Now, any major Division I athletic department—at least within a public university subject to state disclosure laws—operates under an expectation that as soon as its report is finalized in January, the media (or faculty, or school regents) will be calling with questions, particularly if there’s a shortfall.
So it was three years ago, when a long-time member of the balanced budget club dropped out in spectacular fashion.
After its decade-and-a-half run of breaking even on paper, UCLA reported an $18.9 million deficit at the end of FY19. While the school announced the loss would be covered by an interest-bearing loan from main campus, its FRS report bore the ignominy.
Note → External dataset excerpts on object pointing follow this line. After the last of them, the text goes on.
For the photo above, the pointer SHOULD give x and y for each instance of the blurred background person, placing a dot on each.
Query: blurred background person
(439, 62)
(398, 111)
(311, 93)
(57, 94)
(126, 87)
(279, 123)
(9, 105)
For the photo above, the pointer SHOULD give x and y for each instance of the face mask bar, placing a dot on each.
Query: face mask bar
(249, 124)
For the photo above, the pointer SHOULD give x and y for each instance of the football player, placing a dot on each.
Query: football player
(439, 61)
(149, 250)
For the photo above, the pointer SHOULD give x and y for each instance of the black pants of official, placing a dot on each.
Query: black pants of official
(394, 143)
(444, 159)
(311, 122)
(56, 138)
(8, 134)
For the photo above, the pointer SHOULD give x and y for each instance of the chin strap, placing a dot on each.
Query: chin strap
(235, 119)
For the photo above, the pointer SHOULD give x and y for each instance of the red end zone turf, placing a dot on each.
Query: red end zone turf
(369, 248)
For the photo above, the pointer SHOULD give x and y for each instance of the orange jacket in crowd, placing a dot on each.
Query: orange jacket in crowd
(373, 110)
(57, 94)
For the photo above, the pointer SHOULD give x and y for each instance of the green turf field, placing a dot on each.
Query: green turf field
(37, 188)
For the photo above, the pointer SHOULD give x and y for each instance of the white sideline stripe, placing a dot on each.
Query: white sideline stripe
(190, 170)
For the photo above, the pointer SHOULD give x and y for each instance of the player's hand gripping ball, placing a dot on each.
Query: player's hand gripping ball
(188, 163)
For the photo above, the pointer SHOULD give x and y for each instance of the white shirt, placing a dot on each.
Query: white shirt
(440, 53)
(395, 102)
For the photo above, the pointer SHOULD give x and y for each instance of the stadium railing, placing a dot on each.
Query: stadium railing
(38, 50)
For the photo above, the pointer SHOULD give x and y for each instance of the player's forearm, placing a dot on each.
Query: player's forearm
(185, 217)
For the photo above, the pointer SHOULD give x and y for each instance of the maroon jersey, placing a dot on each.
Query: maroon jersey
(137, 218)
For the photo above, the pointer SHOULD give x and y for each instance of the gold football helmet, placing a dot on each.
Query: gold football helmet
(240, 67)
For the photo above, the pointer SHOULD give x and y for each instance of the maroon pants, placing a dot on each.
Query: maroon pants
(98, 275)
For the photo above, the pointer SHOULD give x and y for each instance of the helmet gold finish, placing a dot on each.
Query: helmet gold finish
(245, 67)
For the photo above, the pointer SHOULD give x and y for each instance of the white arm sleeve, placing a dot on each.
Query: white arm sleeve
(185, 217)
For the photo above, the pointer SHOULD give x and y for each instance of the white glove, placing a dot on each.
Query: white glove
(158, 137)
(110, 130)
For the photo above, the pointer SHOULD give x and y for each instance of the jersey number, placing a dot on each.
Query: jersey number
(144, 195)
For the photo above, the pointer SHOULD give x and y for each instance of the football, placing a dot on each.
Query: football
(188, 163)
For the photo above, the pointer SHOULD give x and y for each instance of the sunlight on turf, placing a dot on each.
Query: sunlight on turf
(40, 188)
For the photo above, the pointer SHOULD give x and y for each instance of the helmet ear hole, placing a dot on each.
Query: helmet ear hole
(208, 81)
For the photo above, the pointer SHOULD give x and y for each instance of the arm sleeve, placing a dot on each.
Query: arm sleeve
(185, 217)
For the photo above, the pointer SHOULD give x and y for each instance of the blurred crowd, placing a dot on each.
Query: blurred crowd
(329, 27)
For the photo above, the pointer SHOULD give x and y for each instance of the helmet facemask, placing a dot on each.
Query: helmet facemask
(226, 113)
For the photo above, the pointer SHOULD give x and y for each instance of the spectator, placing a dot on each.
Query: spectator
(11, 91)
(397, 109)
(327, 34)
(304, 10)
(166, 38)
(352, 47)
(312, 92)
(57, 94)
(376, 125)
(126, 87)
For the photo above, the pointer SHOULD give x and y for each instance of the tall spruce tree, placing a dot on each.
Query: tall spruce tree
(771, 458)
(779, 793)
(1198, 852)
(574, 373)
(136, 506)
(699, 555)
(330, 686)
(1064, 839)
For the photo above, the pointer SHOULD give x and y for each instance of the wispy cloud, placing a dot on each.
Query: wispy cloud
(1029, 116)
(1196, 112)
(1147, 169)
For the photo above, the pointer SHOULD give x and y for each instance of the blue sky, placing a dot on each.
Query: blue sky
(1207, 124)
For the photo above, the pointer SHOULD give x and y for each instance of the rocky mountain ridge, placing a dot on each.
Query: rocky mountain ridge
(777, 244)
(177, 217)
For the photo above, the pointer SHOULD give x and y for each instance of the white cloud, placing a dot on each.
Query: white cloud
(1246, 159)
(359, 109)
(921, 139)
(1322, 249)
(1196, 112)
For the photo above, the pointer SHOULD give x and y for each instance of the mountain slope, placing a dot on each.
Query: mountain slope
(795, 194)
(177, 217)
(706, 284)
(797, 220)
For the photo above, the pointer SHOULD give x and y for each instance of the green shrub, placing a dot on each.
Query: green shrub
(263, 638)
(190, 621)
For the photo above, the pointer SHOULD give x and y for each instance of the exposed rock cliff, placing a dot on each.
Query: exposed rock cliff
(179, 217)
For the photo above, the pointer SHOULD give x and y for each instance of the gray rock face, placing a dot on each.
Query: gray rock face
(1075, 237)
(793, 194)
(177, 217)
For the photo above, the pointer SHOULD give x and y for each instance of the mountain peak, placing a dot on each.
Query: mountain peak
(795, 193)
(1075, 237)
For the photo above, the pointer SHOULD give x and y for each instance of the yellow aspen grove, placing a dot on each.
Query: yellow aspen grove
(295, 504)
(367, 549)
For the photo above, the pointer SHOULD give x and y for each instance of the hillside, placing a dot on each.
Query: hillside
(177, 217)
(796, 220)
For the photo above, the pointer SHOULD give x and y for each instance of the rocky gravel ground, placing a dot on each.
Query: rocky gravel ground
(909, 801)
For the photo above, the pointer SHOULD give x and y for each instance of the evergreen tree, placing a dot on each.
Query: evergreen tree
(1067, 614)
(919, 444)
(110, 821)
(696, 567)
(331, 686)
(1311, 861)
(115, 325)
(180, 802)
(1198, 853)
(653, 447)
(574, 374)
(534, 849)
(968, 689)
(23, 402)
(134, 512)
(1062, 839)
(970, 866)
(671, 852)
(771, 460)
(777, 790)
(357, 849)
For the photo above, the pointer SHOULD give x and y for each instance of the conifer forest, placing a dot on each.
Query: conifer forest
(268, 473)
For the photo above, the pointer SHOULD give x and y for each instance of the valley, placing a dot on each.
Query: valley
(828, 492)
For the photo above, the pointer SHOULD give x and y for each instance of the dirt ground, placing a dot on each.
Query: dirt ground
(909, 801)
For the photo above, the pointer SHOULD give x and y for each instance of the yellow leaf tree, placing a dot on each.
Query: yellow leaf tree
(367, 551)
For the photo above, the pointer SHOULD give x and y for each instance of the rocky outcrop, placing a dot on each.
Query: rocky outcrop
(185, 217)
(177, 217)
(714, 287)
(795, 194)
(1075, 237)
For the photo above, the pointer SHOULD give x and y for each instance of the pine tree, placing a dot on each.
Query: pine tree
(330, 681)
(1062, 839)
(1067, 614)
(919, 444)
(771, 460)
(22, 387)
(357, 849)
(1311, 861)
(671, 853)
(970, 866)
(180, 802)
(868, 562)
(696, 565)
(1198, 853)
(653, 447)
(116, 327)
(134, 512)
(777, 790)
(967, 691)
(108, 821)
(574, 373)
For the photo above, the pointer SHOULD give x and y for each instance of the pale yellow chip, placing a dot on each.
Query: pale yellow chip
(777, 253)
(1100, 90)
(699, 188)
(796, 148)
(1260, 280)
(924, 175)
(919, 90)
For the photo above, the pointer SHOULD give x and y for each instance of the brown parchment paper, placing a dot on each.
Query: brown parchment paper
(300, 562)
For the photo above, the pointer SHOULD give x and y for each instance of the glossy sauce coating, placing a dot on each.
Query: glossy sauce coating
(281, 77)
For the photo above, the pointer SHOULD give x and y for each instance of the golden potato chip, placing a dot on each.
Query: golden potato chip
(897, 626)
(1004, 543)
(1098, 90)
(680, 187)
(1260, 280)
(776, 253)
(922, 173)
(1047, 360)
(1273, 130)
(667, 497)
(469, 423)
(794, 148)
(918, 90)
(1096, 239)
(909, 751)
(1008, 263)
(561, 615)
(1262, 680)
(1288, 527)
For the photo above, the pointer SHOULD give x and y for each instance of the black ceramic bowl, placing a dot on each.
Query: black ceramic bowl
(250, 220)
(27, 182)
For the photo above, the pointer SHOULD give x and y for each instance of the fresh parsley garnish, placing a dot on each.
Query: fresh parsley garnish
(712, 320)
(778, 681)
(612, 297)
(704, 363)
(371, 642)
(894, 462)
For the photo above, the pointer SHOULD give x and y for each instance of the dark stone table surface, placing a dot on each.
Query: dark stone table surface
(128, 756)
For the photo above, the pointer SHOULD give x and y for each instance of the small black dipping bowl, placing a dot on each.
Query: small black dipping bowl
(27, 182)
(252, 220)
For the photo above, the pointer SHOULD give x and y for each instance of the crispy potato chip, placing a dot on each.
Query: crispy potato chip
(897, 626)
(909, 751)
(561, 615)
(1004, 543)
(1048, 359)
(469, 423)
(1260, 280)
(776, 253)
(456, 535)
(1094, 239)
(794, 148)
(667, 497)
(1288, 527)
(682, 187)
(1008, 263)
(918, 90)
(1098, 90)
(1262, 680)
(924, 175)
The Bruins have subsequently disclosed even larger, eight-figure deficits in the last two completed fiscal years, including a $62.5 million shortfall for 2021.
Brandi Bryant, the recent past president of the College Athletic Business Management Association, says a lot of “smoke and mirrors” go into the tabulations of FRS reports, particularly on the revenue side.
“It is very imperfect,” said Bryant. “Because athletic departments are all structured differently, these reports are always going to be somewhat inaccurate.”
Bryant continued: “I doubt there is any one person who is doing it exactly like another person. There is not consistency, and I don’t feel like there are CFOs who are intentionally trying to mislead anyone from it… I just think there is a significant amount of variables that come into play that are going to skew everybody’s reports.”
In light of the debate over paying college athletes, Dan Rascher, a sports management professor at the University of San Francisco, has argued that the NCAA and its members have been incentivized to show bigger athletic department deficits than they actually have. Rascher, who served as an expert witness for the plaintiffs in O’Bannon v. NCAA and Alston v. NCAA, has specifically challenged the way athletic financial aid is calculated, arguing that these figures grossly overstate the actual costs to the schools of educating their scholarship athletes.
However, now that the “cat is out of the bag on the antitrust stuff,” Rascher added, referring to the Supreme Court’s ruling against the NCAA in Alston, there is probably greater incentive for schools to show they are keeping revenues in check with costs.
Brian Goff, a sport management professor at WKU who studies college sports finances, says nonprofits are generally compelled to show balanced budgets.
“In these kinds of organizations, there is no owner or shareholders who are interested in making sure that revenues exceed expenditures,” Goff said. “Instead, administrators in college athletics find some expenditure category into which to funnel revenues. This isn't just true of athletics. College deans and department chairs do the same thing.”